Il ruolo della dieta nella sindrome metabolica


La sindrome metabolica è una condizione patologica caratterizzata dalla presenza concomitante di più disfunzioni che espongono al rischio cardiovascolare.
I maggiori fattori di rischio per l’insorgenza della sindrome sono l’obesità addominale e la resistenza ad insulina.
Quest’ultima è inoltre il pricipale criterio diagnostico della sindrome in quanto viene sempre riscontrata in associazione agli altri fattori di rischio – ipertensione e dislipidemia.
Una dieta ricca in grassi saturi e colesterolo – aterogenica – aumenta il rischio cardiovascolare.
Per questa ragione, ai soggetti colpiti da sindrome metabolica viene suggerita una dieta che comprenda frutta, verdura, latticini poveri in grassi e carni bianche. Una riduzione nell’apporto di sodio può favorire l’abbassamento della pressione sanguigna.
Al contrario, viene fortemente sconsigliato il consumo di carne rossa, grassi saturi, dolci e bevande contenenti zucchero.
Le diete ricche in carboidrati sono altrettanto pericolose in quanto possono innalzare i livelli di trigliceridi ed abbassare i livelli di lipoproteine ad alta densità aggravando così la dislipidemia caratteristica della sindrome.
Lo studio
L’associazione tra alimenti e sindrome metabolica è stata studiata su un campione misto di 1334 individui di età compresa fra 57 e 78 anni di età registrando le abitudini dietetiche mediante diario alimentare.
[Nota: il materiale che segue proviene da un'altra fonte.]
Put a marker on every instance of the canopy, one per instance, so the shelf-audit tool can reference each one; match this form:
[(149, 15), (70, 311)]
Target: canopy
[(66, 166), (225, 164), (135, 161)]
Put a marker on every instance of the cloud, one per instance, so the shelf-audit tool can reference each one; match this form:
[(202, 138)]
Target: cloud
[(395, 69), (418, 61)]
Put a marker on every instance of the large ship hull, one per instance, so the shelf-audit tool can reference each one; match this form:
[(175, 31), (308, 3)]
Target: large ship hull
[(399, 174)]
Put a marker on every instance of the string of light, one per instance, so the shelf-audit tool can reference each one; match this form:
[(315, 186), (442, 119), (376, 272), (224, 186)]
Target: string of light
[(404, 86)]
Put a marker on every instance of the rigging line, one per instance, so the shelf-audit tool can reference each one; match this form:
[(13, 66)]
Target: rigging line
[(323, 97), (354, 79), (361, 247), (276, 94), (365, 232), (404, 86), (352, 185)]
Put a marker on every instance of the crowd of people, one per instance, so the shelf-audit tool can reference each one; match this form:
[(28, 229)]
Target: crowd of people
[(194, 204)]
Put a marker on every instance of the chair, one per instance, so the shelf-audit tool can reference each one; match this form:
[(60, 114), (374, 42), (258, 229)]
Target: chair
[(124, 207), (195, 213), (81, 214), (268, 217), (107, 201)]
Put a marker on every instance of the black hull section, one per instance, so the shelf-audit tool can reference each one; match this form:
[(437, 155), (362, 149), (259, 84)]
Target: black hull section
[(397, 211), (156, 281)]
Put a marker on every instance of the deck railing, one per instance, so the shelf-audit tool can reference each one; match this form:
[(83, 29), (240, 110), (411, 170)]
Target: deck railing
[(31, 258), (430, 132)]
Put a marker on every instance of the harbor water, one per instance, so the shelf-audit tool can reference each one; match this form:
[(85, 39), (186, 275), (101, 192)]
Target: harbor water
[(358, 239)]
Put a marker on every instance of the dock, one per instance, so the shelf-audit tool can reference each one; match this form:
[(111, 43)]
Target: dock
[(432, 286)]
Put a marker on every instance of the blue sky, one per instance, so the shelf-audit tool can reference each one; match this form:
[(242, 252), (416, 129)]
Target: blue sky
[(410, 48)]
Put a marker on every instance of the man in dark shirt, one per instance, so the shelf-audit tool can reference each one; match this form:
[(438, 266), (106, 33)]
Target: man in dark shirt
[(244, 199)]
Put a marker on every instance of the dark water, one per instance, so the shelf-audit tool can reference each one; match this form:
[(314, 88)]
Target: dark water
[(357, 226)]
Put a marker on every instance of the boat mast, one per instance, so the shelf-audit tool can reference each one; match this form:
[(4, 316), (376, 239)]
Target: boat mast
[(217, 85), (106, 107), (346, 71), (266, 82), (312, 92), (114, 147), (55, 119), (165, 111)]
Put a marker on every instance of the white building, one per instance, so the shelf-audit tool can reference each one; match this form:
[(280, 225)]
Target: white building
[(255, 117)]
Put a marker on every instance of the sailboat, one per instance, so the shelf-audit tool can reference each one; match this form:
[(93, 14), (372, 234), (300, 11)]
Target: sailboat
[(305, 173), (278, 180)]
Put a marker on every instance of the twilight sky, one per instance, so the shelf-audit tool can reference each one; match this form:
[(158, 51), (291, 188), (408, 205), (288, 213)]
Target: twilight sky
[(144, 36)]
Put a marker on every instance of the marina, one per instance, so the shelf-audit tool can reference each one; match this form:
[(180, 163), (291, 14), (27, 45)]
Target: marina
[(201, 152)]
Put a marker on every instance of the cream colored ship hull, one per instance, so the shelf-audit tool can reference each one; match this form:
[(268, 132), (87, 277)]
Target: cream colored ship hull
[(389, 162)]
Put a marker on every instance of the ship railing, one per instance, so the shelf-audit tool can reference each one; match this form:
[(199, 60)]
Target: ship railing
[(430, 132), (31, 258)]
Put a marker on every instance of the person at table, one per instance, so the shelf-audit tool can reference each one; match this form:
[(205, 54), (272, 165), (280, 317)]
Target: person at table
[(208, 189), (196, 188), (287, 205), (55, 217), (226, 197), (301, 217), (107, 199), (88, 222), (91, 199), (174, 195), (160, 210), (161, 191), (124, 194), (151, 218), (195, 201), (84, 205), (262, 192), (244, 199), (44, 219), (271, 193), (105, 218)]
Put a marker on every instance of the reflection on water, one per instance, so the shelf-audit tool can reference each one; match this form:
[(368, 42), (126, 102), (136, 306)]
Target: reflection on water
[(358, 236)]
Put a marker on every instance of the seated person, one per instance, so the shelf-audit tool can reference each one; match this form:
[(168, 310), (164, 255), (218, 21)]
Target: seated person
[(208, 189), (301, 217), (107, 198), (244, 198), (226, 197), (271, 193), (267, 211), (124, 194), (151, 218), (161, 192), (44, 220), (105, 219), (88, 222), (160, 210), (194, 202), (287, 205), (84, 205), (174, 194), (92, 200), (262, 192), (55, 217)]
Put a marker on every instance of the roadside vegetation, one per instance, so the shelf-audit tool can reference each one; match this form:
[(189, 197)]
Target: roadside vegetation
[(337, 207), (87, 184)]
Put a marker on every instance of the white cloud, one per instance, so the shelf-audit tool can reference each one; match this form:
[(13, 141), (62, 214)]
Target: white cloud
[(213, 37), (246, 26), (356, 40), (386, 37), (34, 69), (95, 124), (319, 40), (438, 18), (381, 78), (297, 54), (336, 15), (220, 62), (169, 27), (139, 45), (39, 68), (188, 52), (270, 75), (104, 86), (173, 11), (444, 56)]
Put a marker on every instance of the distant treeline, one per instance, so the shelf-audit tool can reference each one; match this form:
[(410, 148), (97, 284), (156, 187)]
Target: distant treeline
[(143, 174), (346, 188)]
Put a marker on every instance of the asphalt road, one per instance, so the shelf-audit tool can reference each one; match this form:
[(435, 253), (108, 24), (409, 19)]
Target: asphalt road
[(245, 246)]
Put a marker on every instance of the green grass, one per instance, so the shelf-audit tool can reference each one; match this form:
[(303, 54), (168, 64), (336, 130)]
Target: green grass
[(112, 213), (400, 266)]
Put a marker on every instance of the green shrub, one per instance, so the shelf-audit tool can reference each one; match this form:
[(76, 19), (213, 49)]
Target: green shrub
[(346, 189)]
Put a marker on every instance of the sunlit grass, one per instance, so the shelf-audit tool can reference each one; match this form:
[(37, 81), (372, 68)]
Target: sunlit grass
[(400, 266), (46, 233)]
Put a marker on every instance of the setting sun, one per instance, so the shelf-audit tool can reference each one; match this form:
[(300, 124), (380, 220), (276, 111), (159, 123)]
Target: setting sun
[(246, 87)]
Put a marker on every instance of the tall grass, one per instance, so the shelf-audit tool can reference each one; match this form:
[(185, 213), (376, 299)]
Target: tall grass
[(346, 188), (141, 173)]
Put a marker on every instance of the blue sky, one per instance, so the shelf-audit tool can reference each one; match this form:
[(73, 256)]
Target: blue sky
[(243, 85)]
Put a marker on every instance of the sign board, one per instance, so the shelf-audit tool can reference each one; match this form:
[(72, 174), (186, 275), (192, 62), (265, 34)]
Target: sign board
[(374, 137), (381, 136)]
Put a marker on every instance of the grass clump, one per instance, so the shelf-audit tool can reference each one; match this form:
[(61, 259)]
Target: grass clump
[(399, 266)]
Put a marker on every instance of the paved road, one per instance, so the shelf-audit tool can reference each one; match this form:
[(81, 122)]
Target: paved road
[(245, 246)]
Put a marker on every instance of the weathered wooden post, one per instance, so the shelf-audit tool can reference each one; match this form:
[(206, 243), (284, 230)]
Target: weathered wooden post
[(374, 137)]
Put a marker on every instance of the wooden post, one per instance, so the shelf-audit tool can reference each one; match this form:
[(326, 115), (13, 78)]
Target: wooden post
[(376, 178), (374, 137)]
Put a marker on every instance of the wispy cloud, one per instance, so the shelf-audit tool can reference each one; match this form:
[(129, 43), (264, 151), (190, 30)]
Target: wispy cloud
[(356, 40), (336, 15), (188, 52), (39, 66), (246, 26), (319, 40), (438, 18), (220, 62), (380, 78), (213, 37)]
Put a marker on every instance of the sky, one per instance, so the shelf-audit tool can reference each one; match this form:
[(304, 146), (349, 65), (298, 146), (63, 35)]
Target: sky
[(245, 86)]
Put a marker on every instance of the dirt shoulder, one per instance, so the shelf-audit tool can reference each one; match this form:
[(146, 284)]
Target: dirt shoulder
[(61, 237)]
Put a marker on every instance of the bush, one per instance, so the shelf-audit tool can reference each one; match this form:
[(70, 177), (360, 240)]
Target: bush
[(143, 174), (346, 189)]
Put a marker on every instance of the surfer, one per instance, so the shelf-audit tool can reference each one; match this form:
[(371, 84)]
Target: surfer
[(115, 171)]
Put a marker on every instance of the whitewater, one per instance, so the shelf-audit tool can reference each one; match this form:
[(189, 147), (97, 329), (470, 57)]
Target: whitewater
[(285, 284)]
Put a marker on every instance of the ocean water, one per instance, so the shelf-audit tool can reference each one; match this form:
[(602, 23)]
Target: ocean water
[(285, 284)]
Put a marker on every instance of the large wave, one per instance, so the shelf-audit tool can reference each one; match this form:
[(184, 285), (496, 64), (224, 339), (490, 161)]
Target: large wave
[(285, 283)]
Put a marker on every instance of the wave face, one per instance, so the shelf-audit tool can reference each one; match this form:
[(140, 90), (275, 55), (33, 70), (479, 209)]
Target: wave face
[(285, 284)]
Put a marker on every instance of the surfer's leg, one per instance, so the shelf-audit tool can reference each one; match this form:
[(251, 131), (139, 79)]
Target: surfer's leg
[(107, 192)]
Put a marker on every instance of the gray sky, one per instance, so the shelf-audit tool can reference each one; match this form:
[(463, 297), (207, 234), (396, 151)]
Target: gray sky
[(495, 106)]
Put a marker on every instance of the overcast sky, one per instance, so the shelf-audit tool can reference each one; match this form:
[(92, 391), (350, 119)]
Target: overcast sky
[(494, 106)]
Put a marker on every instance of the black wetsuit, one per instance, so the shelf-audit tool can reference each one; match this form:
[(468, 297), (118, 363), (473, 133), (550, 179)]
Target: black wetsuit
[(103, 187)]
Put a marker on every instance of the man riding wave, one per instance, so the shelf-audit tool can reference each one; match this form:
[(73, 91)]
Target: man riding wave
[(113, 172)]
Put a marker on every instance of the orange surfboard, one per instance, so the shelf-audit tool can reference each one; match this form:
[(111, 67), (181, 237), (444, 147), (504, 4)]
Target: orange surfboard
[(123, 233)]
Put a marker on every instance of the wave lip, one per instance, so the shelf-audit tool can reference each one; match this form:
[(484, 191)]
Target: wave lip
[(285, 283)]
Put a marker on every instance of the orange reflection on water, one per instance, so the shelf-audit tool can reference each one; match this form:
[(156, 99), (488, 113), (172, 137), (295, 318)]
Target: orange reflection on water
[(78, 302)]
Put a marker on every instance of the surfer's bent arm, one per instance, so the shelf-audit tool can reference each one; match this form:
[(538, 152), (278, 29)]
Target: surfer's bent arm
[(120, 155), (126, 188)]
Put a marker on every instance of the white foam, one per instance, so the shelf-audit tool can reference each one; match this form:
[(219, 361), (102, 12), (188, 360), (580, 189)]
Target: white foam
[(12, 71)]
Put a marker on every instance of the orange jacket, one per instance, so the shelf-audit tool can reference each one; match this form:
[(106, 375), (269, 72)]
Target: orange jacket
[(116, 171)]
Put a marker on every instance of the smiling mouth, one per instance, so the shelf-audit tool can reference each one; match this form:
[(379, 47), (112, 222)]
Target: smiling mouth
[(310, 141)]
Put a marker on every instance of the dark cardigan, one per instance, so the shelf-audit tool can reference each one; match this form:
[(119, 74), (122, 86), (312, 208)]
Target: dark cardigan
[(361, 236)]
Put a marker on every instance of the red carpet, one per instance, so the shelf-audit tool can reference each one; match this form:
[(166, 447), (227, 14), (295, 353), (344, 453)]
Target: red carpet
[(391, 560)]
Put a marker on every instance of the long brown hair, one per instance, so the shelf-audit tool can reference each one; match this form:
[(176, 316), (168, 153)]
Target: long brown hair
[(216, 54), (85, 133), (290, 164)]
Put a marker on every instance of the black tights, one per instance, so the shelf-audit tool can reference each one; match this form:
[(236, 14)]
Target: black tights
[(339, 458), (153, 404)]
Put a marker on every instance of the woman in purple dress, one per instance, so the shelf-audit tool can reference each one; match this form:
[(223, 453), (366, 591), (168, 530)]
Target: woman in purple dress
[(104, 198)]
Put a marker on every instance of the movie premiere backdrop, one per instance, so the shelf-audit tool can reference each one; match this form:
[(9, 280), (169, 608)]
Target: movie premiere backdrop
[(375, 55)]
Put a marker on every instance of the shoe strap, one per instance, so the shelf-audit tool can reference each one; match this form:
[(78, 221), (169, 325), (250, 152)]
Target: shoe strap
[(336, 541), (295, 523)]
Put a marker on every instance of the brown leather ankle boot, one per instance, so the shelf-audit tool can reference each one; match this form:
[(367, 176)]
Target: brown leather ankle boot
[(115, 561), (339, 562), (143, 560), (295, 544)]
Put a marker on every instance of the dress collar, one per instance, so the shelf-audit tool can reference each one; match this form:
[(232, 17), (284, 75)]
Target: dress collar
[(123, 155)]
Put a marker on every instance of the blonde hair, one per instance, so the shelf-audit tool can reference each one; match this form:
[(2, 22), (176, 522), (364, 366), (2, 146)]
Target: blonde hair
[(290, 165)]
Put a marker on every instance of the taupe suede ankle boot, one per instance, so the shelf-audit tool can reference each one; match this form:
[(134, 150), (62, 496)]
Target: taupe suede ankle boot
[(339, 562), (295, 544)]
Dall’analisi è emerso che il consumo di verdure, legumi e pesce previene il rischio di sviluppo della sindrome metabolica sia negli uomini che nelle donne. Al contrario, una dieta ricca in carni rosse presentava una forte associazione con i disordini caratteristici della sindrome, in particolare la dislipidemia.
Significato clinico
L’alimentazione riveste dunque un ruolo fondamentale nella prevenzione e patogenesi della sindrome.
Tutti i pazienti diagnosticati con sindrome metabolica, oltre modificare la composizione della propria dieta dovrebbero aumentare i livelli di attività fisica.
Il muscolo scheletrico è infatti il tessuto maggiormente sensibile all’azione dell’insulina.